5. You feel more tired than usual after a workout or get new aches and pains.
"Sometimes, you may finish a run feeling more fatigued than usual, or you may notice some aches and pains that weren't there before. Over time, through multiple pairs of shoes, you can learn to recognize the feedback your shoes and your body give you when a pair needs to be replaced," Weimer said.
How to prolong the life of your shoes
Quality sneakers are often not cheap, so taking care of your shoes can help prolong their wear. Again, you shouldn't ignore the signs that it's time to replace your shoes, but you can use some of the tips below to make sure you're not doing more damage than necessary.
Rotate your shoes.
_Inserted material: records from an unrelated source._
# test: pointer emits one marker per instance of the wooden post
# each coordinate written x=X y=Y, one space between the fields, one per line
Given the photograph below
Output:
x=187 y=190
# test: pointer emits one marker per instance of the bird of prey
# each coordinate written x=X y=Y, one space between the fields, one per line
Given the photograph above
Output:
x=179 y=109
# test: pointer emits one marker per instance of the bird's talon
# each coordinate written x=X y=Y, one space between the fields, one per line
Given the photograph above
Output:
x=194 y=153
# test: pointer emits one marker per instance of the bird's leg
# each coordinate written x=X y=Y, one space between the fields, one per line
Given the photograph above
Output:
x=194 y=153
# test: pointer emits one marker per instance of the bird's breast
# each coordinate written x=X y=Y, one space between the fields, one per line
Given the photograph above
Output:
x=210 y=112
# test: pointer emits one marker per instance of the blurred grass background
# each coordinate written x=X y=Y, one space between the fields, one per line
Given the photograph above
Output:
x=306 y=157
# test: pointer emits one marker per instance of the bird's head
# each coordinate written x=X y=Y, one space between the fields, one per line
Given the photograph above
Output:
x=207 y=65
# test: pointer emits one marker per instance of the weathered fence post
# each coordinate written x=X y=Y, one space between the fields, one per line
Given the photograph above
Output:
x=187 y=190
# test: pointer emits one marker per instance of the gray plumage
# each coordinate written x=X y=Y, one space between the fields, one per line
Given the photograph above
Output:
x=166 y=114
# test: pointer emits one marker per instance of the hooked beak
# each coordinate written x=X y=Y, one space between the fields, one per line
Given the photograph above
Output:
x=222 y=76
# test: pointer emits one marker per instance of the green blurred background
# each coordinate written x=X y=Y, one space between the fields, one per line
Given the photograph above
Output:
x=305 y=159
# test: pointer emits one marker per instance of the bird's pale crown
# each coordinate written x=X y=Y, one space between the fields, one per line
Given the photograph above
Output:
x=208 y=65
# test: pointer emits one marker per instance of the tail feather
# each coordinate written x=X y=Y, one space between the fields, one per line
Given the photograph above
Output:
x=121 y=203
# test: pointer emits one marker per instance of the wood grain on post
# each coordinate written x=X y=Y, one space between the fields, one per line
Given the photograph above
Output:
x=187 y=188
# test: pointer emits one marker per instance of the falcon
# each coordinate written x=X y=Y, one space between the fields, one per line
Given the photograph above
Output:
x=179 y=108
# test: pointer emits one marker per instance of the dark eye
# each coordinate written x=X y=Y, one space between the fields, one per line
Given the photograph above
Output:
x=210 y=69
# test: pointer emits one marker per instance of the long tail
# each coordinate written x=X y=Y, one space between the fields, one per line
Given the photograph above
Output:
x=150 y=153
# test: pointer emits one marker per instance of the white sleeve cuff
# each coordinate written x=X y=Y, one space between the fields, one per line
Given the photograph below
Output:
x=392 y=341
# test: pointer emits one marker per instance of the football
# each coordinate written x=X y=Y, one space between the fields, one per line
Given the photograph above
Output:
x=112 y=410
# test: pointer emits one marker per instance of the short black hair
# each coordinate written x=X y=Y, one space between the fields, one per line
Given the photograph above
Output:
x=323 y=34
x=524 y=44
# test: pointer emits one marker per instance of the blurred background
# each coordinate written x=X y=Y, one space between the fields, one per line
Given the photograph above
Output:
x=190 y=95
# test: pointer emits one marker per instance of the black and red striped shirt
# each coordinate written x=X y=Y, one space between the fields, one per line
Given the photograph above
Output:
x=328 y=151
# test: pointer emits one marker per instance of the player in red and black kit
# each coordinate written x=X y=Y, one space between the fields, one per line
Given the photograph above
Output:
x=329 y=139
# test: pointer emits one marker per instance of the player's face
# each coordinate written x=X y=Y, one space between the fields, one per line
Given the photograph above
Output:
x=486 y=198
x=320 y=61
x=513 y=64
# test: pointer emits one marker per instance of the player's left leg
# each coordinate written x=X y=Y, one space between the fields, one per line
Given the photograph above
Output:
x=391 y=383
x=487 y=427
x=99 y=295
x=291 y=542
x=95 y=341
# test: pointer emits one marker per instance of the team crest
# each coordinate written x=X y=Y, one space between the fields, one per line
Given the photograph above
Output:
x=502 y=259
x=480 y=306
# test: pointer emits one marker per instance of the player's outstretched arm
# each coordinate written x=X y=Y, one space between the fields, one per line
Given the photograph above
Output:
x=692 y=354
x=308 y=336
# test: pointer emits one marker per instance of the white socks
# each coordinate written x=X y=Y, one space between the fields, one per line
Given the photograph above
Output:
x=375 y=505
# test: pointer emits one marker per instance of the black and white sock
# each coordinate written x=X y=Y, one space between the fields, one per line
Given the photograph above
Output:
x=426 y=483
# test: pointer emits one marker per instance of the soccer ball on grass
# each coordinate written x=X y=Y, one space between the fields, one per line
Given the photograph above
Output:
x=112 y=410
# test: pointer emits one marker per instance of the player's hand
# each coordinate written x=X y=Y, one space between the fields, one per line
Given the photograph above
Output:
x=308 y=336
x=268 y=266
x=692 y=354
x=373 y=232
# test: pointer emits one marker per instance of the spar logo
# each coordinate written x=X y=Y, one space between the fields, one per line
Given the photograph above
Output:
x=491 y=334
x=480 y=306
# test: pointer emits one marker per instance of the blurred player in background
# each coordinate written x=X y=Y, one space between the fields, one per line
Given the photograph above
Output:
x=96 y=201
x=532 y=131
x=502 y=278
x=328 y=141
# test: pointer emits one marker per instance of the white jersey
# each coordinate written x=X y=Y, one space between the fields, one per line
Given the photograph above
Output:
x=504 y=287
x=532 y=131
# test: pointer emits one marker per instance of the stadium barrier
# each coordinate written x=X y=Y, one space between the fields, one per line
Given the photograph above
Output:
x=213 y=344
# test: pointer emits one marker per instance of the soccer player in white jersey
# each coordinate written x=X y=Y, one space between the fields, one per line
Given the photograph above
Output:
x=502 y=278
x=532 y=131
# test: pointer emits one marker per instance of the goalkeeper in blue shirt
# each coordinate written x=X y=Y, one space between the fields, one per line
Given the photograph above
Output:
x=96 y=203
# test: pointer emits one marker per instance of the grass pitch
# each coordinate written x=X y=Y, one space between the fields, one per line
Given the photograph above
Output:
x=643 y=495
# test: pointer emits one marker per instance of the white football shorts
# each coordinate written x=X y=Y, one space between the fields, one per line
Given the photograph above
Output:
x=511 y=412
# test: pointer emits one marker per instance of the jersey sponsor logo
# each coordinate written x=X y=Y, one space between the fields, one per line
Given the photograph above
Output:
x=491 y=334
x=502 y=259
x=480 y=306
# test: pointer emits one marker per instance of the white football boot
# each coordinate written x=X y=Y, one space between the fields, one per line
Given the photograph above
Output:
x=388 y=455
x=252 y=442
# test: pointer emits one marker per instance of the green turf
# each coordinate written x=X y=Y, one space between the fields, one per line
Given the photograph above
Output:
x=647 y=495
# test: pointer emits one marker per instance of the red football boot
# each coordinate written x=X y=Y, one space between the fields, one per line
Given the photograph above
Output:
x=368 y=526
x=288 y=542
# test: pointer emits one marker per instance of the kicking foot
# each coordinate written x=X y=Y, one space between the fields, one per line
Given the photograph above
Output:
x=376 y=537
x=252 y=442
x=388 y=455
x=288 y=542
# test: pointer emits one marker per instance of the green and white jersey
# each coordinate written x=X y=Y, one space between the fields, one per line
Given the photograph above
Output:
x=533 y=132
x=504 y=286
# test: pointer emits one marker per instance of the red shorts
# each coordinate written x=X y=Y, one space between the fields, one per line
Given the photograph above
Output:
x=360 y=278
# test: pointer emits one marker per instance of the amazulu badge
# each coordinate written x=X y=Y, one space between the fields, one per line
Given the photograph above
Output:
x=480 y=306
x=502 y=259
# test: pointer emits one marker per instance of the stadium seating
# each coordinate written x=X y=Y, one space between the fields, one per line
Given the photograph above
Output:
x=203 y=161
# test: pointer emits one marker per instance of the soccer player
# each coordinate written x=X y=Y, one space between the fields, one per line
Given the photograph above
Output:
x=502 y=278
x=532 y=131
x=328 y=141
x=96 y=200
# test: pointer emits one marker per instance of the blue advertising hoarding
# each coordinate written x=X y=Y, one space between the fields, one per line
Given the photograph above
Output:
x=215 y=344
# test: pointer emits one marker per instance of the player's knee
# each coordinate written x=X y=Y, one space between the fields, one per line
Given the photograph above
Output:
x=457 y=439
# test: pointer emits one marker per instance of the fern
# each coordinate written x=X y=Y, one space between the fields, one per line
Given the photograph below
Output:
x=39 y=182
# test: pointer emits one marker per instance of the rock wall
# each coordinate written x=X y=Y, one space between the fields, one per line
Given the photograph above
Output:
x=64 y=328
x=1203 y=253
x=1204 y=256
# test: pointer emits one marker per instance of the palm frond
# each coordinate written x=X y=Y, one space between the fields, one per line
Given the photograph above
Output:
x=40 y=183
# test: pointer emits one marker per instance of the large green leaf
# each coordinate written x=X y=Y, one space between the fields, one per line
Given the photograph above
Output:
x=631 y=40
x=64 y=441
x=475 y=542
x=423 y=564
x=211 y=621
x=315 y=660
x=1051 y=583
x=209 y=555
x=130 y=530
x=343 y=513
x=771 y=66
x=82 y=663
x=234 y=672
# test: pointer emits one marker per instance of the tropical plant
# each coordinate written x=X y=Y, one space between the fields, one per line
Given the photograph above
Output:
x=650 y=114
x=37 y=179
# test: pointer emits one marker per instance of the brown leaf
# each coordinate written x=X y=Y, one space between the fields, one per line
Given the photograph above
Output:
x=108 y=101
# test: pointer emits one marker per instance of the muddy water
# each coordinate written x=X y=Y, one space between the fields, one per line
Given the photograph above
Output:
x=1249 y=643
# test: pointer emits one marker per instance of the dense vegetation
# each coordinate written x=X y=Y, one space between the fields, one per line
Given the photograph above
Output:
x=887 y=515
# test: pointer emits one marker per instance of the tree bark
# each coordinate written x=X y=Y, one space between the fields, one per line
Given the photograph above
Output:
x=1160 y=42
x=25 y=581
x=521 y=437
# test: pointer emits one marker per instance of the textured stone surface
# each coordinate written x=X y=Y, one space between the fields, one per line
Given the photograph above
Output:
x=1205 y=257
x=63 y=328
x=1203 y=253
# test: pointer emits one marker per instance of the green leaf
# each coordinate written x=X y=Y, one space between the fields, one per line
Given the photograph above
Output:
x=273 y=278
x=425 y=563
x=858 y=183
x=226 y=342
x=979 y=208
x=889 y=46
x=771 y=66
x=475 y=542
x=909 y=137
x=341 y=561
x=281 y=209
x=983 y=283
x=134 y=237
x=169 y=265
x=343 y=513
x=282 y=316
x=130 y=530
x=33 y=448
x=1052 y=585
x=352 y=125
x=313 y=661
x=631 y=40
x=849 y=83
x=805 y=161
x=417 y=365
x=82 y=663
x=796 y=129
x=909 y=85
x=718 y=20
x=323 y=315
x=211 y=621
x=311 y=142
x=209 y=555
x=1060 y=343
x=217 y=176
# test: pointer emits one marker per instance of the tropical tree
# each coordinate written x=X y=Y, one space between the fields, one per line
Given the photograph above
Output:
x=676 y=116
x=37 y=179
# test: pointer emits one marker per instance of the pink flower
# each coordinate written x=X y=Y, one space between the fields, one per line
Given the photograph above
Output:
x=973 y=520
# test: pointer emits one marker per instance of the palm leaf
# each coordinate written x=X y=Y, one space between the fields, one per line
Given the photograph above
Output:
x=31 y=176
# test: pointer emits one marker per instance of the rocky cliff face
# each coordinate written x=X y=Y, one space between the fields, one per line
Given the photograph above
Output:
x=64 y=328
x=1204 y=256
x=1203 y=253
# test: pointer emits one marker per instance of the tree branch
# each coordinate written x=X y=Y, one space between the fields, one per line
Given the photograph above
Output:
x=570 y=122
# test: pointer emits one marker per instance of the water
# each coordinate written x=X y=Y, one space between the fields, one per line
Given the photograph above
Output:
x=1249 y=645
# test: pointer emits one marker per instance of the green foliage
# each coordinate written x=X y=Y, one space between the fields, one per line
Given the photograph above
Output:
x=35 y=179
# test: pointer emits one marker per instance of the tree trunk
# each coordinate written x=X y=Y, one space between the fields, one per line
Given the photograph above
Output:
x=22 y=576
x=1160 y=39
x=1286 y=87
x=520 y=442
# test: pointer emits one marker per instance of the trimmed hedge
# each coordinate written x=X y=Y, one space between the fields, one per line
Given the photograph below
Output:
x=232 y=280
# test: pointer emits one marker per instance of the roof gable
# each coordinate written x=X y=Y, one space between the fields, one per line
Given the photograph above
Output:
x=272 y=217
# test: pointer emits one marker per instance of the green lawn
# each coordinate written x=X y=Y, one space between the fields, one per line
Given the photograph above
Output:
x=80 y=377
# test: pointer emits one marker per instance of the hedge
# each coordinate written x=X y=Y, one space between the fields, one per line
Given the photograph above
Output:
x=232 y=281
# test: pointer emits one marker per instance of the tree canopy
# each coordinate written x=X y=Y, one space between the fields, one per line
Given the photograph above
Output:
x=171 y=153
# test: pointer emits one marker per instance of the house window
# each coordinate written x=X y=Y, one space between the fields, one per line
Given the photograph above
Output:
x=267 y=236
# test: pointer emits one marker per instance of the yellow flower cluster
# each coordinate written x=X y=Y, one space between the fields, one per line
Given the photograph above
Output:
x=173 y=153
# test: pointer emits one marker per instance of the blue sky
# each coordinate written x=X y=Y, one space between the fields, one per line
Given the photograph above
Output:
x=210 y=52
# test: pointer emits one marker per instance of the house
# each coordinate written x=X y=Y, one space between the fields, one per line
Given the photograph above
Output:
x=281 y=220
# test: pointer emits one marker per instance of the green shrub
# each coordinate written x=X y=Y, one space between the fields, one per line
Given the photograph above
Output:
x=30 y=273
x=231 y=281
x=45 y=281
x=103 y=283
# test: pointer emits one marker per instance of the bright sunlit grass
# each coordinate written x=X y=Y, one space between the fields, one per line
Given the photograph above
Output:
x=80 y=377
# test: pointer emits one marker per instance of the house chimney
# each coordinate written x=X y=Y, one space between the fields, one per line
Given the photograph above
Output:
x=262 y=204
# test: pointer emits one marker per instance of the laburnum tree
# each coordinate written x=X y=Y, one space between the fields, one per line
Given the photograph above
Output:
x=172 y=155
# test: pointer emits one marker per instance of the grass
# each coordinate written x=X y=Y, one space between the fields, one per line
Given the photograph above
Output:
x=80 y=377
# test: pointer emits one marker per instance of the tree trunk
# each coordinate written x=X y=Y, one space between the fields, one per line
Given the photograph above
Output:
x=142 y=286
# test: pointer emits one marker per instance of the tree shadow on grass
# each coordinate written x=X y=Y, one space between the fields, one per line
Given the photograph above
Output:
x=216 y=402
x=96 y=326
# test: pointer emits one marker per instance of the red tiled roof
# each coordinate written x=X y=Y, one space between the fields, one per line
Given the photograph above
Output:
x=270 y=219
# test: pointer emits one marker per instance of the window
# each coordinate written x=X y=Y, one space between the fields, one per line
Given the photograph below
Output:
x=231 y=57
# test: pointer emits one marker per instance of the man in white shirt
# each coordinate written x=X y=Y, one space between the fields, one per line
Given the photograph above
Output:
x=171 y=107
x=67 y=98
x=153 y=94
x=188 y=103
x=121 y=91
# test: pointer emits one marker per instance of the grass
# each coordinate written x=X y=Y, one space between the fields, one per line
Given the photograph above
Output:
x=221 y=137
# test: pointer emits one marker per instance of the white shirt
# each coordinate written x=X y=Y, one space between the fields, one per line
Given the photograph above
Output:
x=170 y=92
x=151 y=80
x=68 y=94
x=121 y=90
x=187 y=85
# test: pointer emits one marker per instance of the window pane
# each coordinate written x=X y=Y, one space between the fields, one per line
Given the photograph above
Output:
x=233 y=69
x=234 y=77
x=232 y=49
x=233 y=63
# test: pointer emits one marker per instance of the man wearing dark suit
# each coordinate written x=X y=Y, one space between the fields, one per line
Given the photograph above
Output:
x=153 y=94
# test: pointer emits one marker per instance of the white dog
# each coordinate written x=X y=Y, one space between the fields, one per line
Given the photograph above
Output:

It's a good idea to have several pairs of shoes that you exercise in so you're not constantly adding wear to one pair, and for hygiene reasons too. "Footwear rotation is important for everyone. Shoes need to air out in order to stop the breeding of bacteria and fungus to protect the health of your feet and also the durability of the shoe," Cunha said.
Use disinfectant spray. If you exercise a lot, one concern you probably have is athlete's foot, which you can help prevent with proper shoe hygiene. "I recommend spraying Lysol into your sneakers to help kill any microbes that may cross contaminate the outside environment to the inside of the shoe. I commonly inform my patients to use Lysol spray to eliminate these germs by sanitizing their shoes, shoe inserts, and shower floors regularly," Cunha said.
Don't put your shoes in the dryer. "If you wash the shoes, utilize a gentle soap and cold water and skip the dryer. The heat from the dryer breaks down the glue and destroys your shoes," Cunha said.
The information contained in this article is for educational and informational purposes only and is not intended as health or medical advice. Always consult a physician or other qualified health provider regarding any questions you may have about a medical condition or health objectives.